01 Sep 2015 Evaluate

The Indian markets after a volatile day of trade snapped the month on a weaker note and major averages lost about another half a percent. Today, the start is likely to be weak on feeble global cues and discouraging economic data. Economic growth slowed to 7 percent in the April-June quarter, from 7.5 percent in the previous quarter, amid deceleration in farm, services and manufacturing sectors. Also, the index of eight core industries fell again to 1.1 per cent in July compared to 3 per cent in the previous month. However, the developments have raised demand for rate cut from the RBI and India Inc. has said that the subdued performance of economy indicates that the cost of capital needs to come down. Finance minister Arun Jaitley too has said that the RBI will take note of the fact that inflation is broadly under control, oil and commodity prices are low and prospects of a better-than-expected agricultural production, when it reviews monetary policy. There will be some buzz in the banking sector, after HDFC Bank, India’s second largest private bank, cut its base rate by 35 basis points to 9.35%, this may prompt others to follow. Meanwhile, RBI has designated the State Bank of India and ICICI Bank as domestic systemically important banks (D-SIBs). There will be some action in oil marketing companies too after the petrol and diesel prices were reduced for the third time in the month.

The US markets ended lower in last session making it the worst month in last three years on renewed concerns about the Chinese economy. On the domestic economic front too business activity in the Chicago area unexpectedly grew at a slower rate in the month of August. The Asian markets have made a weak start with the Chinese market once again slumping over 4 percent after a gauge of manufacturing fell to a three-year low. The Japanese market too was trading lower as the yen strengthened against dollar.

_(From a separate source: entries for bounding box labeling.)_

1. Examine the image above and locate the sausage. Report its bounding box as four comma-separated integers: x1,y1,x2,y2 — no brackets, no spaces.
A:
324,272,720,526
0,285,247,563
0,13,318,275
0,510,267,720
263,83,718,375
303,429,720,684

Back home, monday turned out to be a disappointing session for the Indian equity indices which got pounded by around half a percent, breaching their crucial 8,000 (Nifty) and 26,300 (Sensex) levels as investors remained on sidelines ahead of quarterly gross domestic product (GDP) data scheduled to be released post market hours today. In the extremely volatile session of trade key gauges, after a sluggish start, staged smart recovery in noon deals to regain their green terrain as investors got some encouragement with Reserve Bank of India’s (RBI) Governor Raghuram Rajan hinting of an imminent rate cut, after he said that inflation has come down to the comfort zone quicker than expected and he is keeping a watch on data to see how much room is there for further easing of the monetary policy. However, market participants booked profit at higher levels in last hour of trade ahead of April-June gross domestic product data which is likely to come at 7.4 per cent, just below 7.5 per cent in January-March. Sentiments also remained dampened on report that the country’s services sector witnessed around 14 per cent decline in foreign direct investment (FDI) at $636 million (Rs 4,036 crore) in the first quarter of the current fiscal. Some cautiousness was also due to the progress of the monsoon as a strengthening El Nino weather pattern is likely to trim rainfalls in August-September, raising fears of the first drought in six years. Selling got intensified after European counters made an awful start, while the Asian markets ended mixed. Back home, traders were also concerned about Prime Minister Narendra Modi’s announcement that the government will not re-promulgate the controversial ordinance on land acquisition. Weakness in Indian rupee too weighed down sentiments. Finally, the BSE Sensex plunged by 109.29 points or 0.41% to 26283.09, while the CNX Nifty declined by 30.65 points or 0.38% to 7971.30.